Obviously the difficulty is that the grades required for medicine are so much higher than passes that the jump is a big one, and I can understand an argument for minimum predicted grades on that basis. I also understand that medical work experience is significantly over-subscribed and it would take resource to work out which students with lower grades had the academic potential required for the role despite poor grades and which perhaps didn’t. Nonetheless, in principle, I think that these opportunities should be open to students with lower predicted grades because they can be the push or lightbulb moment that they need; that means they play an important role in social mobility. (Oh, and it definitely shouldn’t only be open to students attending grammar schools - that’s blatantly discriminatory!)

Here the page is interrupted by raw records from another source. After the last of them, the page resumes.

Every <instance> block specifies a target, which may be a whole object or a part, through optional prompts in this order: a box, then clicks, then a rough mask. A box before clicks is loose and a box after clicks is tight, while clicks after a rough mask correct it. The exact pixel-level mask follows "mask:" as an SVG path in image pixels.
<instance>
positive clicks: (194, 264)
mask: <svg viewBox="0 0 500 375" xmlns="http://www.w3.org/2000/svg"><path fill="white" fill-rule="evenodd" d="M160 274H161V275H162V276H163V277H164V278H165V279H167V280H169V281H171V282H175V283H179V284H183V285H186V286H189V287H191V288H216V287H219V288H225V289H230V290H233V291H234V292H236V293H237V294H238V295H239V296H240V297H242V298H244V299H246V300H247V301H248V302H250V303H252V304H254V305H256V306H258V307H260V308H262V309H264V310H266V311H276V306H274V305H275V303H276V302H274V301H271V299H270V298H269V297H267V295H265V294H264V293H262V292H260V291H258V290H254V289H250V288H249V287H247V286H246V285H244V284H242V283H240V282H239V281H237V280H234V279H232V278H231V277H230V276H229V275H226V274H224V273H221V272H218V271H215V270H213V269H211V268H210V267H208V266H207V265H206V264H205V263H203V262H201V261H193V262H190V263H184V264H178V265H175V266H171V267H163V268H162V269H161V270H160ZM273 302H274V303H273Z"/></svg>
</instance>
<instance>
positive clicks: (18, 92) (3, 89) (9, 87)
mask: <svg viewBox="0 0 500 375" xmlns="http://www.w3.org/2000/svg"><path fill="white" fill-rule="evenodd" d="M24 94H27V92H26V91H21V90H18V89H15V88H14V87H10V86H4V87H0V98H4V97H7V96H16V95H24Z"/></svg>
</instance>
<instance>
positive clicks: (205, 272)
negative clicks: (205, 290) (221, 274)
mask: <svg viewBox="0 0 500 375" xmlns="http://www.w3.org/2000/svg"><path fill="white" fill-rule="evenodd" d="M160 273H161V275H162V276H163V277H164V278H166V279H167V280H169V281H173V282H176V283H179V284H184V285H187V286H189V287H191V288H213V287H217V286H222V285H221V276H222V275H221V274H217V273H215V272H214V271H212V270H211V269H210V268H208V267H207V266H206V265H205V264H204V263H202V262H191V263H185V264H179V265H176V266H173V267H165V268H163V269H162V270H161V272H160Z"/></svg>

marmaladeandpeanutbutter · 26/07/2025 15:29

There are heaps of ways to get relevant experience, not just in hospitals. My ds volunteered in a care home twice, and eventually once, a week for a year.

You may be surprised to many with an NHS medical or management background actually discourage their children from applying for medicine. It’s bloody hard work, antisocial for raising a family, endless expensive exams after qualifying, and yes, relatively badly paid. Especially for plan 2.

rockstuckhardplace · 26/07/2025 15:50

PhilippaGeorgiou · 26/07/2025 07:51

My friends daughter was required to get a clinical work experience for her application to study medicine, but not a single place could offer her a placement because they had no capacity. Her father offered to drive her to any location within 100 miles to get the placement - still not a single place could offer. As a result a young woman who got all the grades to study medicine isn't studying medicine.

I don't buy this. My DD is currently looking at med schools. I haven't seen one that has any requirement for clinical work experience as it's so hard to get, particularly for under 18s. I think that sounds like an excuse.

MumOf4totstoteens · 26/07/2025 16:06

Who are you to judge what that child may be capable of in the future? You are trying to gatekeep the medical profession/ high earning/ positions of power for private educated children of your other privileged friends and family. You should be ashamed of yourself! I left school with 2 GCSEs and have ended up with a BSc in a high paying healthcare job. If anything you should be taking the time to encourage these less privileged and less educated children. I’m so disgusted and angry and this honestly! Even if that child ended up being a cleaner at the hospital or a catering assistant, does that mean they don’t deserve work experience? I hope one of these kids ends up being your boss and sacks you!!

marmaladeandpeanutbutter · 26/07/2025 16:32

Lots of students take a gap year at 18 and work in the NHS or care, at least for part of the year.